The The language language of of peace peace can can be be a a culture culture . .

This wont work (token.text and text slice are not the same after multiword): :

nlp = spacy_udpipe.load("pt")
text = "A linguagem da paz pode ser uma cultura."
doc = nlp(text)
for token in doc:
    print(token.text,text[token.idx:token.idx+len(token.text)])

A A linguagem linguagem de da a p paz z p pode de s ser r u uma a c cultura ltura. .

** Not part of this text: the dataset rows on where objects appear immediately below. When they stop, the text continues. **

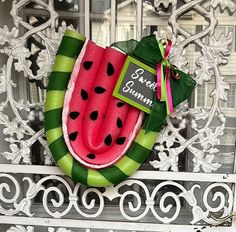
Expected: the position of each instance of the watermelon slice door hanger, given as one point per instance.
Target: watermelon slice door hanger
(94, 137)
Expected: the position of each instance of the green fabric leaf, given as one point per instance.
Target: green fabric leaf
(148, 52)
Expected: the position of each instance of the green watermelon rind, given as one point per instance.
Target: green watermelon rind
(69, 49)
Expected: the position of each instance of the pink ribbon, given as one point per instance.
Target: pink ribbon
(161, 79)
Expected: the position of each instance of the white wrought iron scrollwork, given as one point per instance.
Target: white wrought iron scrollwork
(213, 54)
(134, 199)
(133, 205)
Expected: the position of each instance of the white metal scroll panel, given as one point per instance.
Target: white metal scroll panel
(17, 206)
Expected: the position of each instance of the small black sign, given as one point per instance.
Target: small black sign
(136, 84)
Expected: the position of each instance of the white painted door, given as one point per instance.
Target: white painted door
(190, 177)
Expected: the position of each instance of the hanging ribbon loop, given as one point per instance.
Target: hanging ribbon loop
(163, 80)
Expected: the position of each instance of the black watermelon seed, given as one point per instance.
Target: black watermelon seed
(94, 115)
(120, 104)
(72, 136)
(74, 114)
(84, 94)
(99, 89)
(120, 140)
(87, 64)
(108, 140)
(110, 69)
(119, 122)
(91, 156)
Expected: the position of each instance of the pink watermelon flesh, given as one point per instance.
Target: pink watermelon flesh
(99, 128)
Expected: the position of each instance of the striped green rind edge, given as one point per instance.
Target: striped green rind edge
(58, 81)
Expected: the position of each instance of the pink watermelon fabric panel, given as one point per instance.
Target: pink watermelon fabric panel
(99, 128)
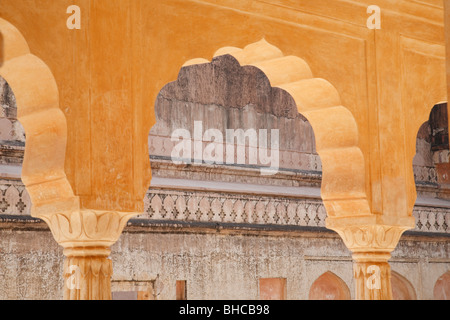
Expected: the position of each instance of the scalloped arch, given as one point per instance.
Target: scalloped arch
(343, 179)
(45, 125)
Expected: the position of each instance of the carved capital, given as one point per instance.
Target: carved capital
(87, 228)
(371, 238)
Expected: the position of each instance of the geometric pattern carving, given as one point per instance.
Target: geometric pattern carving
(232, 208)
(214, 207)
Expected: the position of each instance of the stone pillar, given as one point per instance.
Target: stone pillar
(371, 246)
(86, 237)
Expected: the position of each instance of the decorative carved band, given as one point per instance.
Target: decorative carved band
(371, 238)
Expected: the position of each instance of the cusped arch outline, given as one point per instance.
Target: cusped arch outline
(336, 132)
(45, 125)
(329, 286)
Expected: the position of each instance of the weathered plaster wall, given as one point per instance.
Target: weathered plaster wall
(216, 265)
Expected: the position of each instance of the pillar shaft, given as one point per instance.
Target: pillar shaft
(87, 274)
(371, 245)
(372, 274)
(86, 236)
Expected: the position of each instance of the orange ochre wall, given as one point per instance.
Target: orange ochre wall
(110, 71)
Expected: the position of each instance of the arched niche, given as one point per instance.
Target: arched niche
(402, 289)
(335, 129)
(329, 287)
(441, 289)
(45, 126)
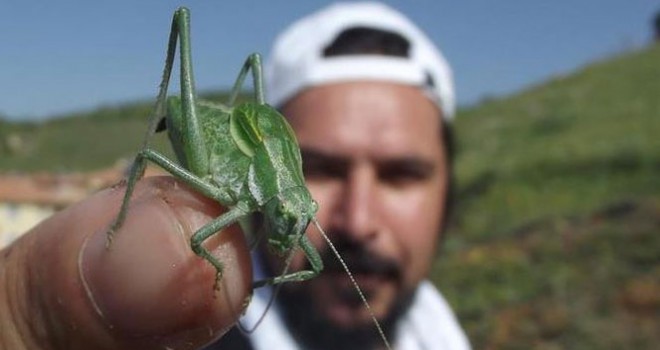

Any ideas of how to circumvent this?

asajatovic commented 3 years ago

@albcunha Thank you for reporting this issue. I'll try to look into it in more detail. In the meantime, which column is the desired one of the two for Portuguese? :smiley:

albcunha commented 3 years ago

Ideally, I think a general rule would be that token.idx for the take only the first character and the second token could rest of the word (the remaining characters). They could have this format:

A A 0
linguagem linguagem 2
da de 12
a  a 13
paz paz 15
pode pode 19
ser ser 24
uma uma 28
cultura cultura 32
. . 39

There are many words in portuguese words this contractions happens, some are not identified by the model. But, still, It happens a lot. The change, as suggested, would solve all the words I checked, such as these: do, dos, da, das, dum, duns, duma, umas, doutro, doutros, doutra, doutras, donde, no, nos, na, nas, num, nuns, numa, numas, noutro, noutros, pelo, pelos, pela, pelas.

That are other contractions that the model wont "catch", so I think it does not matter.

Thanks for any help!